Donnerstag, 15. Oktober 2009

Kostenlose Gerechtigkeit

Gigantischer Erfolg der ersten sozialpolitischen Maßnahme der neuen Großen Koalition der Nationalen Verantwortung. Rund 1.800 deutsche Zeitungen, Fernsehsender und Radiostationen ließen sich die von den Spitzen von FDP und CDU/CSU verabredete "Besserstellung" von Hartz 4-Empfängern nicht entgehen. Begeistert werden Vor- und Nachteile der Maßnahme erörtert, mit der das "Schonvermögen" verdreifacht werden soll, wie die "Rheinische Post" überschlagen hat. Die ehemals renommierte "Welt" glaubt glatt, "Hartz-IV-Empfänger sollen mehr fürs Alter sparen", das "Versicherungsportal" fantasiert gar "Schonvermögen soll kräftig erhöht werden", als sei vorgesehen, die Konten von Hartz-IV-Empfängern durch staatliche Zuzahlungen aufzufüllen.

Dennoch jubelt das Arbeitslosenmagazin "Bild": "Schwarz-Gelb macht Hartz-IV gerechter!" Daran ist selbstverständlich nicht gedacht, denn selbstverständlich handelt es sich bei der Erhöhung des Schonvermögen von derzeit 250 Euro auf 700 Euro pro Lebensjahr nicht um eine Erhöhung von praktisch vorhandenem, sondern nur um staatliche Duldung von theoretisch möglichem Vermögen, das sechs Jahre nach der Zusammenlegung von Arbeitslosen- und Sozialhilfe sowieso niemand mehr hat: Wer von den 2,3 Millionen Langzeitarbeitslosen anno 2006 noch über ein Vermögen von 50.000 verfügte, war verpflichtet, es bis auf einen Rest von 17.500 Euro zu verbrauchen, ehe er Anrecht auf Hartz-IV-Zahlungen hatte. Wer ein Haus hatte, hat es seitdem verkaufen müssen, das eingenommene Geld ist unterdessen auch verbraucht.

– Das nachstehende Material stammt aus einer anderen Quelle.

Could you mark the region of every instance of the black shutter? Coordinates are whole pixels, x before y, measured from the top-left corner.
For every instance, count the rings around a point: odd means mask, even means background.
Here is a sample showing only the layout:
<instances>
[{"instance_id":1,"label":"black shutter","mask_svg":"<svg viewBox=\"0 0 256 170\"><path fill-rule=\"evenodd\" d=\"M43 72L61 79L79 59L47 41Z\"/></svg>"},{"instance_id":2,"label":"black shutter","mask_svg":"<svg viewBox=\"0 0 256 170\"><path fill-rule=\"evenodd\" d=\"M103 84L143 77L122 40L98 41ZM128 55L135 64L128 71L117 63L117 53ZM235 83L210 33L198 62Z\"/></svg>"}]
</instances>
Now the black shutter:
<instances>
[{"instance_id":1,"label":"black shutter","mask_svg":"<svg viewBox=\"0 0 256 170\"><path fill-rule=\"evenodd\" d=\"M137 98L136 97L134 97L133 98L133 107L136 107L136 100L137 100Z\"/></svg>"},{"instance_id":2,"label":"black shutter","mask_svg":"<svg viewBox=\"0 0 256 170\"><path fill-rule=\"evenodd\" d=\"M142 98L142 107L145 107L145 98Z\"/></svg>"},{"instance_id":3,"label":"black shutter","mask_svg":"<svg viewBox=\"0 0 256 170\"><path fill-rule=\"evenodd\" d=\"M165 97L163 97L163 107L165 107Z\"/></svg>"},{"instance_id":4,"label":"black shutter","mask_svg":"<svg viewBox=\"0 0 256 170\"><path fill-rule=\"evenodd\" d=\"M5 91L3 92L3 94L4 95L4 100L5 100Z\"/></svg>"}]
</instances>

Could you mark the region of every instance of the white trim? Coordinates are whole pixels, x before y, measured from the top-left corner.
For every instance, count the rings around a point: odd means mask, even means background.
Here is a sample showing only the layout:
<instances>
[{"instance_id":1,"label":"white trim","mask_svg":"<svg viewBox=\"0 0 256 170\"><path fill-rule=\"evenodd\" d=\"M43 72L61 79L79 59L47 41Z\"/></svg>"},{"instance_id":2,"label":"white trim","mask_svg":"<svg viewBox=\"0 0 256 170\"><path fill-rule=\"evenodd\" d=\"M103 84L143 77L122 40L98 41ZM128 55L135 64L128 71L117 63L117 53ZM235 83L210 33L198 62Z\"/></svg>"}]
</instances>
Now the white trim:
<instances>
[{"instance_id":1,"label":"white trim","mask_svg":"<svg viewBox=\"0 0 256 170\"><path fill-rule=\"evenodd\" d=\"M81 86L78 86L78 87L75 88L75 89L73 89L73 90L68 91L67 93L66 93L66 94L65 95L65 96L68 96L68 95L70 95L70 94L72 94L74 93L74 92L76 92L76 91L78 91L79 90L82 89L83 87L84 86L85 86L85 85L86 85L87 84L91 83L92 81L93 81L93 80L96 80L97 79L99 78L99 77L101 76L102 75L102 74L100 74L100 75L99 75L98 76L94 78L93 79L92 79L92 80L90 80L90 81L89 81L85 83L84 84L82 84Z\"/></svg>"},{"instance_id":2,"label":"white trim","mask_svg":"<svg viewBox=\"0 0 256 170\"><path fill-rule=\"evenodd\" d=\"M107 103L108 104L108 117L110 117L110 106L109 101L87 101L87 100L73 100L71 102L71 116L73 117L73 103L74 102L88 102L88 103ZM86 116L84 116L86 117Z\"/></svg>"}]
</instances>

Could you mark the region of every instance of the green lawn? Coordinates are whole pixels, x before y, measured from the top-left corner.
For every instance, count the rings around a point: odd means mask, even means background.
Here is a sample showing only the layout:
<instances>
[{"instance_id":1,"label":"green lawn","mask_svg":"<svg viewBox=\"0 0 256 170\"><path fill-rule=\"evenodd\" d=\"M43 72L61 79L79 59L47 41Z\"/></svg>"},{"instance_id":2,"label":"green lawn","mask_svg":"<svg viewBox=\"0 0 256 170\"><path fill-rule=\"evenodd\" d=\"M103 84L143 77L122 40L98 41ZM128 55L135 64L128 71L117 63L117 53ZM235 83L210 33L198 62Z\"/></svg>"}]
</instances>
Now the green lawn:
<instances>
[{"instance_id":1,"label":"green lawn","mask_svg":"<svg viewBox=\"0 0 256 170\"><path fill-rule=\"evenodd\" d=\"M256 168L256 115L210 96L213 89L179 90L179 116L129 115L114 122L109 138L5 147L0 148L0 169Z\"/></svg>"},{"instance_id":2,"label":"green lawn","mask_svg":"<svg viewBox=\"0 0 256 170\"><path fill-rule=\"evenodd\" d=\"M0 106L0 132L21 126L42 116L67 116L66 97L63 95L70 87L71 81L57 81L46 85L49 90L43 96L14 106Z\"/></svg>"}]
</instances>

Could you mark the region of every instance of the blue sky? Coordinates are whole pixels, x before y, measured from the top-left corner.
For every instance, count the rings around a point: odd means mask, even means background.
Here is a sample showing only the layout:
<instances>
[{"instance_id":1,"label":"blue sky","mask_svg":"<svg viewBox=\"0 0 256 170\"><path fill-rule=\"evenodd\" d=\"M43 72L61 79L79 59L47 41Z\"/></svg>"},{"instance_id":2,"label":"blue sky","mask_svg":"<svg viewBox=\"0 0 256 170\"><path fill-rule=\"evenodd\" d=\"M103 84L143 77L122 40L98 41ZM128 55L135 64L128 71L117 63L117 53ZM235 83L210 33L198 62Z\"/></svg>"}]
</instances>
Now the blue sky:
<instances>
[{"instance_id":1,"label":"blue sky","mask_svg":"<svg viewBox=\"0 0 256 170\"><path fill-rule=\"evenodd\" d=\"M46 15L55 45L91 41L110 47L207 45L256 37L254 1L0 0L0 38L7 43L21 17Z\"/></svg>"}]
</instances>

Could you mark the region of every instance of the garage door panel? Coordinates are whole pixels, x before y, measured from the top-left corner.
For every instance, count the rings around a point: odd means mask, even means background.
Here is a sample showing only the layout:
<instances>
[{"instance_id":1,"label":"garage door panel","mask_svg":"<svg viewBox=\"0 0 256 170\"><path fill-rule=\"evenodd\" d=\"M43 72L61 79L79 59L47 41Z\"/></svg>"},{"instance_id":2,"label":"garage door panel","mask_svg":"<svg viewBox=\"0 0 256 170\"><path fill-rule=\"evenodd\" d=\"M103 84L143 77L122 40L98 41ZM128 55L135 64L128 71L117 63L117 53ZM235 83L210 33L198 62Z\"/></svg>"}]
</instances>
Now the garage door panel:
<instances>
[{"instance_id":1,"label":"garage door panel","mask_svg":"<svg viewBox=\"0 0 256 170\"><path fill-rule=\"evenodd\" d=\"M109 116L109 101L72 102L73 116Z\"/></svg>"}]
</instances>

Zeit, für Gerechtigkeit, die gut ankommt, aber keinen Cent kostet. Warum allerdings das Schonvermögen im Zuge der Koalitionsverhandlungen nicht gleich auf sieben, elf oder 77 Millionen Euro erhöht worden ist, wissen nur die Koalitionäre. Gekostet hätte das auch nicht mehr!

2 Kommentare:

Eisenschwein hat gesagt…

die denken eben - offenbar im gegensatz zu dir - in die zukunft. und rechnen die schlitzohrigkeit der hartz iv-empfänger gleich mit rein.

derherold hat gesagt…

Na ja, sooo dämlich, 50 Mille auf dem Konto stehen zu lassen, um es per Kontoauszug mit seinem Antrag auf ALGII einzureichen, werden wohl nur die wenigsten gewesen sein ... und daß es eine Welle von ETW/EFH-Verkäufen gegeben hat, ist mir neu.
Kritisch war/ist der Verbrauch von Vermögen aus Versicherungsansprüchen (iwS).

Die Erhöhung des Schonvermögens ist deshalb so t-o-l-l, weil sowieso jeder versucht hat, ein etwaig auszuweisendes Vermögen zu "verschleiern" ... insofern dürfte die gute Tat der designierten neuen Regierung kaum einen Rubel kosten.

Das ist so, als ob man verspricht, den überlebenden Veteranen von 1870/71 endlich einen Ehrensold zu zahlen... oder denen vom Sturm aufs Winterdings.